Travis, Catherine (1998). Omoiyari as a core Japanese value: Japanese-style empathy? In Angeliki Athanasiadou, & Elzbieta Tabakowska (Eds.), Speaking of emotions: Conceptualisation and expression (pp. 83-103). Berlin: Mouton de Gruyter. DOI: 10.1515/9783110806007.55

This paper presents a semantic analysis of the Japanese concept of omoiyari, a key word representing core Japanese values. Omoiyari is essential to successful communication and the maintaining of harmonious relations in Japan. A full understanding of this word is extremely insightful into Japanese culture, revealing a great deal about the Japanese “indirect” communicative style; the importance of being “in tune” with others’ unexpressed desires and feelings; the “interdependence” on which group relations are based in Japan; and, in the light of all these factors, the Japanese perception of individuality, or “selfhood”. Furthermore, an understanding of omoiyari provides analysts with a tool with which to examine and describe Japanese culture, allowing them to adopt a kind of Japanese perspective, and thus to gain greater comprehension of some of the values and attitudes on which the society operates.

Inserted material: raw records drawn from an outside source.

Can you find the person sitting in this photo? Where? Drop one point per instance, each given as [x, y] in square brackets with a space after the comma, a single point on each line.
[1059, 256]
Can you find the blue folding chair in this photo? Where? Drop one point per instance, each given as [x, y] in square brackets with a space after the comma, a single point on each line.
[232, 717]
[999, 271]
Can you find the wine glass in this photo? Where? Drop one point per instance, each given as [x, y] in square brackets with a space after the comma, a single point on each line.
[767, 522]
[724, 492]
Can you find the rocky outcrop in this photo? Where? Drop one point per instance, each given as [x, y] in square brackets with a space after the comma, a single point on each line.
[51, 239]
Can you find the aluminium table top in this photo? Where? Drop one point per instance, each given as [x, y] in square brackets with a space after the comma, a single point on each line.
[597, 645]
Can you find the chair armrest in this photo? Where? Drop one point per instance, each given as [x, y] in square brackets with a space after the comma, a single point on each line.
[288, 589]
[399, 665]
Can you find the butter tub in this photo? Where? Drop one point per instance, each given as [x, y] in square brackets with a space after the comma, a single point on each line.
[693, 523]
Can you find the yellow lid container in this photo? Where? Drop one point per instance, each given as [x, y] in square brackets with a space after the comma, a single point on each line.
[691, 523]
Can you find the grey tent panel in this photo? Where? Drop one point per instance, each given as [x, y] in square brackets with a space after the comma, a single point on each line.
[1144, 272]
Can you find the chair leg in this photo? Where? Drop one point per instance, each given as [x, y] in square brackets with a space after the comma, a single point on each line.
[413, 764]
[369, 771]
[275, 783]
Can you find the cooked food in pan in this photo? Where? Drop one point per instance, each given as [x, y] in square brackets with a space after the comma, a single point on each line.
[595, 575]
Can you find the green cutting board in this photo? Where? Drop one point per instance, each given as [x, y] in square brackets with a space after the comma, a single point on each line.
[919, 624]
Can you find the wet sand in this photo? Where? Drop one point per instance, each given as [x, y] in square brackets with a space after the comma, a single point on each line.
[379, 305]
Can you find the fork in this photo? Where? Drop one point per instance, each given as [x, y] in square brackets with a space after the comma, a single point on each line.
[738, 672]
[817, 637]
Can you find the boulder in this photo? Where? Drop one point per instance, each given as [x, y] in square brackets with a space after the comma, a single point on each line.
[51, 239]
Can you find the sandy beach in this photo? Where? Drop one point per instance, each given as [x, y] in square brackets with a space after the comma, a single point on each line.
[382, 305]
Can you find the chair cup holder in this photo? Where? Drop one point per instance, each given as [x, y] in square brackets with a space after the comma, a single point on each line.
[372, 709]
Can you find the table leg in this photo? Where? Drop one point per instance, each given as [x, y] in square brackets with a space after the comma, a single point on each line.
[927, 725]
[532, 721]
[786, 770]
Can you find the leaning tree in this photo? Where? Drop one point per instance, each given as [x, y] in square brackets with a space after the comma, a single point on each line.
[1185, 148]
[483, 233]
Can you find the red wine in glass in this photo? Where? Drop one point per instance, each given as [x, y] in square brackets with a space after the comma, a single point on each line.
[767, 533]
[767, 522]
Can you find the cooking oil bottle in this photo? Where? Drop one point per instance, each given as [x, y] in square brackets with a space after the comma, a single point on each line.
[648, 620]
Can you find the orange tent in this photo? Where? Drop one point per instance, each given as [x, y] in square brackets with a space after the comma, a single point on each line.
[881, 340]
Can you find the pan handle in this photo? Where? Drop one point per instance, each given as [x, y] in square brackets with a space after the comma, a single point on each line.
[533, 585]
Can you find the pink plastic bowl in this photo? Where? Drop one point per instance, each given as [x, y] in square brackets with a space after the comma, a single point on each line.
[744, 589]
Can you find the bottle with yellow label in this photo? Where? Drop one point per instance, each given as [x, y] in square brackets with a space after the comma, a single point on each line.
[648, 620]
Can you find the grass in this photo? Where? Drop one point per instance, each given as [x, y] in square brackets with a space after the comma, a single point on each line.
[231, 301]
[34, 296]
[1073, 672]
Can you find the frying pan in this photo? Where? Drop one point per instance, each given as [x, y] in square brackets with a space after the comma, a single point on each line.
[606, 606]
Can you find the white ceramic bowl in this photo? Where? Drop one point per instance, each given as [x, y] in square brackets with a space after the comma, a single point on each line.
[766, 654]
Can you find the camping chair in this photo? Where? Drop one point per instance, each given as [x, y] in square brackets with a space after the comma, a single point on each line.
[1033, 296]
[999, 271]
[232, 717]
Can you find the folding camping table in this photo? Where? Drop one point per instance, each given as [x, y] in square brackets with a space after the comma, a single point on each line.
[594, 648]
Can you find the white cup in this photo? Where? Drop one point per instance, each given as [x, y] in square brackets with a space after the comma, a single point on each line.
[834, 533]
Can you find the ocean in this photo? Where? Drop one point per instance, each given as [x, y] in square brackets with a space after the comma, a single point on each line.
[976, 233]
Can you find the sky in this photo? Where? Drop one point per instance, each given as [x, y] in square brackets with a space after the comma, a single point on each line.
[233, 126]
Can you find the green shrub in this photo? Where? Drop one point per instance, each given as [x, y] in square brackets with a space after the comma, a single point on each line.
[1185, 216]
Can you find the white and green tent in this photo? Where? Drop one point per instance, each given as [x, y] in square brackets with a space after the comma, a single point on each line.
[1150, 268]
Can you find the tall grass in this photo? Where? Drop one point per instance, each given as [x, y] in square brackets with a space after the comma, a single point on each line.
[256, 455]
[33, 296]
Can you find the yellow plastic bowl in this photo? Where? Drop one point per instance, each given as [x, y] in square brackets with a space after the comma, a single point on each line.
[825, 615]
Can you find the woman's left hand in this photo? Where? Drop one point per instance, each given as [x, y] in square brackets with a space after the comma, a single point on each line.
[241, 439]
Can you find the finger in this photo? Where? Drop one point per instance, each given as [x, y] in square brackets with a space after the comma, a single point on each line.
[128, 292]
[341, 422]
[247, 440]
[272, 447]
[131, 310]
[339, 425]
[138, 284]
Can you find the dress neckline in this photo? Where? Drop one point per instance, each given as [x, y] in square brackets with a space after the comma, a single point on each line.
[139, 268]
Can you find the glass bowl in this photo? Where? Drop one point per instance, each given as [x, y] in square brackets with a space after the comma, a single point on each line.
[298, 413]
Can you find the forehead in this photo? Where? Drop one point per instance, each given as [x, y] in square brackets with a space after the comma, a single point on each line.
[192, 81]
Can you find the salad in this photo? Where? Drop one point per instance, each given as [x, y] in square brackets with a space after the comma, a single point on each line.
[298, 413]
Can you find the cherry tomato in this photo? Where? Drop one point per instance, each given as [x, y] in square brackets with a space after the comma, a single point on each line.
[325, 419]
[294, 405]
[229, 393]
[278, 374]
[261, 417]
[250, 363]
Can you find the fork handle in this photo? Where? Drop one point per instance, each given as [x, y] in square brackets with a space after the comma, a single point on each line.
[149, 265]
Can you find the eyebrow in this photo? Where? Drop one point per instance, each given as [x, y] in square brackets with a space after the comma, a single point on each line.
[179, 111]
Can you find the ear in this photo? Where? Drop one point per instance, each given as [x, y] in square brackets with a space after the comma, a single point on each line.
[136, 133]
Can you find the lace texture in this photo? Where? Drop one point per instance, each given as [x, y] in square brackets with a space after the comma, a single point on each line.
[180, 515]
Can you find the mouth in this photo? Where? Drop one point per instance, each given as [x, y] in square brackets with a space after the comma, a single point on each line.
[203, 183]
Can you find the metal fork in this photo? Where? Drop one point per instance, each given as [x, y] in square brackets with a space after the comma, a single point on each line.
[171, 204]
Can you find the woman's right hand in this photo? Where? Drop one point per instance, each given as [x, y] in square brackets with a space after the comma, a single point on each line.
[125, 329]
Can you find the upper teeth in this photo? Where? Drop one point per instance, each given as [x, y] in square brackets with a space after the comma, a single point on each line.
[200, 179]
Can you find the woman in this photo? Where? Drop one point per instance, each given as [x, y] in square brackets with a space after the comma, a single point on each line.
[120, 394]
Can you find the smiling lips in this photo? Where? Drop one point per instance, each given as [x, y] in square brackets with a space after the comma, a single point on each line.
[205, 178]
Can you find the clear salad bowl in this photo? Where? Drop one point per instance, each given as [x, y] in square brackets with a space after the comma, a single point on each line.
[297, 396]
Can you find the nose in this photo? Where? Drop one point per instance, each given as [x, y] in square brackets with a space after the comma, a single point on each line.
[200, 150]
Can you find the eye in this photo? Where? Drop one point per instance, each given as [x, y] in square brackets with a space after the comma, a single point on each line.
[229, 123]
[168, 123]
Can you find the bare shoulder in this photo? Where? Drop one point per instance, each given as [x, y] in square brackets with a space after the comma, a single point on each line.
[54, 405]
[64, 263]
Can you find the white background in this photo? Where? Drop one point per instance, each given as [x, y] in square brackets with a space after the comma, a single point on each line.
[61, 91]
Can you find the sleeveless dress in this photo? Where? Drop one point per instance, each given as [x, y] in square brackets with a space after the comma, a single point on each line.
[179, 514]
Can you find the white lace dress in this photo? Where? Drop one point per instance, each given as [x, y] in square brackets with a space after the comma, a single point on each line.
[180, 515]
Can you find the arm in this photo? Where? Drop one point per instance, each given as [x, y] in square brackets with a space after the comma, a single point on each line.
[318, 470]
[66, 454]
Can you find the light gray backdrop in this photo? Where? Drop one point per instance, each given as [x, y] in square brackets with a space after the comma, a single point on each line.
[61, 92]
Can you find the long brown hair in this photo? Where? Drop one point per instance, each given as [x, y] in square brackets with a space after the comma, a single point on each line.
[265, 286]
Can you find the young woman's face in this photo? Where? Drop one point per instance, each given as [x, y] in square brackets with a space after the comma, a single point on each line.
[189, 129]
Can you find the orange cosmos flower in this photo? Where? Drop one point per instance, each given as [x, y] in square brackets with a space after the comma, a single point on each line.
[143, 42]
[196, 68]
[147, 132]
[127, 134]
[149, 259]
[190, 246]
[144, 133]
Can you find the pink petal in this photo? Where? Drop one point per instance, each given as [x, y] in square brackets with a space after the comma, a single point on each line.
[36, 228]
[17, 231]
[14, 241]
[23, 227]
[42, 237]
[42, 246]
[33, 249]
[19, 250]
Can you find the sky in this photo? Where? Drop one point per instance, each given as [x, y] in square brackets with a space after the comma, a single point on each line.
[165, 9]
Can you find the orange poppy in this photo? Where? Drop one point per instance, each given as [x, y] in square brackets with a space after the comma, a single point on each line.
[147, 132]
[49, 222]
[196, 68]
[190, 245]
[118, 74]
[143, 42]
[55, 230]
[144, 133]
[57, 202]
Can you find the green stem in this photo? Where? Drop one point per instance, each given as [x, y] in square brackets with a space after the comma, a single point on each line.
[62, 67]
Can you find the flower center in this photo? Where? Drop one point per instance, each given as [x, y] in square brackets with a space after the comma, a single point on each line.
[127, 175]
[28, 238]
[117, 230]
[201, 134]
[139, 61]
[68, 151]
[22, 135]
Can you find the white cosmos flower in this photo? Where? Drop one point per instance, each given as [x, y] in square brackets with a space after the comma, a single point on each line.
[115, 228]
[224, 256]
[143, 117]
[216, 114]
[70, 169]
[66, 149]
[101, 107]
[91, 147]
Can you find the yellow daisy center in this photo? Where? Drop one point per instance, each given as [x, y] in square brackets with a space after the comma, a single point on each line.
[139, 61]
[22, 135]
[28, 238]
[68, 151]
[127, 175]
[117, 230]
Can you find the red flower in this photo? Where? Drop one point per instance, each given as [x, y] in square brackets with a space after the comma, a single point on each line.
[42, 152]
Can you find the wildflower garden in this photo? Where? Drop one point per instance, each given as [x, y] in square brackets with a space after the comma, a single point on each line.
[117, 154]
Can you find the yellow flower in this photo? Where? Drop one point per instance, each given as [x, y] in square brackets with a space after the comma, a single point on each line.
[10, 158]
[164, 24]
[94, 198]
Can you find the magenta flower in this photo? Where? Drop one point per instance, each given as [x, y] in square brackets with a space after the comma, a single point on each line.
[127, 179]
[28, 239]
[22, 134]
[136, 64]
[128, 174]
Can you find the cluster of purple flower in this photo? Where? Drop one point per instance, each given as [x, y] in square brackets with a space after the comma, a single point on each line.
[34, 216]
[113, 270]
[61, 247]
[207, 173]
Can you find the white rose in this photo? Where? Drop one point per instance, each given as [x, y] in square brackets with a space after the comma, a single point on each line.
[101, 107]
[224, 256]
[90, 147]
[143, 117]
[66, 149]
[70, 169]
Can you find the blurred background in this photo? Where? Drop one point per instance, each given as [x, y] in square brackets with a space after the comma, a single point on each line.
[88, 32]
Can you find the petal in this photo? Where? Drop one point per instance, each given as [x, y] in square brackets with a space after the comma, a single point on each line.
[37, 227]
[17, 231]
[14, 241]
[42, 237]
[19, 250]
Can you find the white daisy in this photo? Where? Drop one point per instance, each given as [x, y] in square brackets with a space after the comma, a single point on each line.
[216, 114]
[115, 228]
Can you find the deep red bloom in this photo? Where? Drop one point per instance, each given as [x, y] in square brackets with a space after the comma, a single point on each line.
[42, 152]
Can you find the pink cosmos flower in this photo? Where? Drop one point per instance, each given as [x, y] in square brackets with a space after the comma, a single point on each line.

Omoiyari essentially represents a kind of “intuitive” understanding of the unexpressed feelings, desires and thoughts of others, and doing something for them on the basis of this understanding. Previous analyses of this word have been carried out without establishing an explicit definition of omoiyari, and it has been defined in terms of apparently “close” English equivalents. Such an approach is inherently flawed, as there is no one word for omoiyari in English. It is possible to fully define omoiyari in a way that makes its meaning accessible to non-Japanese speakers, and that is by using the Natural Semantic Metalanguage as developed by Wierzbicka and colleagues. This paper will present such a definition, established through an analysis of usage examples. This will then be compared with the meaning of one of its “close” English equivalents, and probably the word most commonly used to translate omoiyari, which is empathy. It shall be shown that, although these two words are similar in some respects, their meanings have much less in common than may be perceived through a superficial analysis, and that these differences reflect real differences in the respective cultures to which these words belong.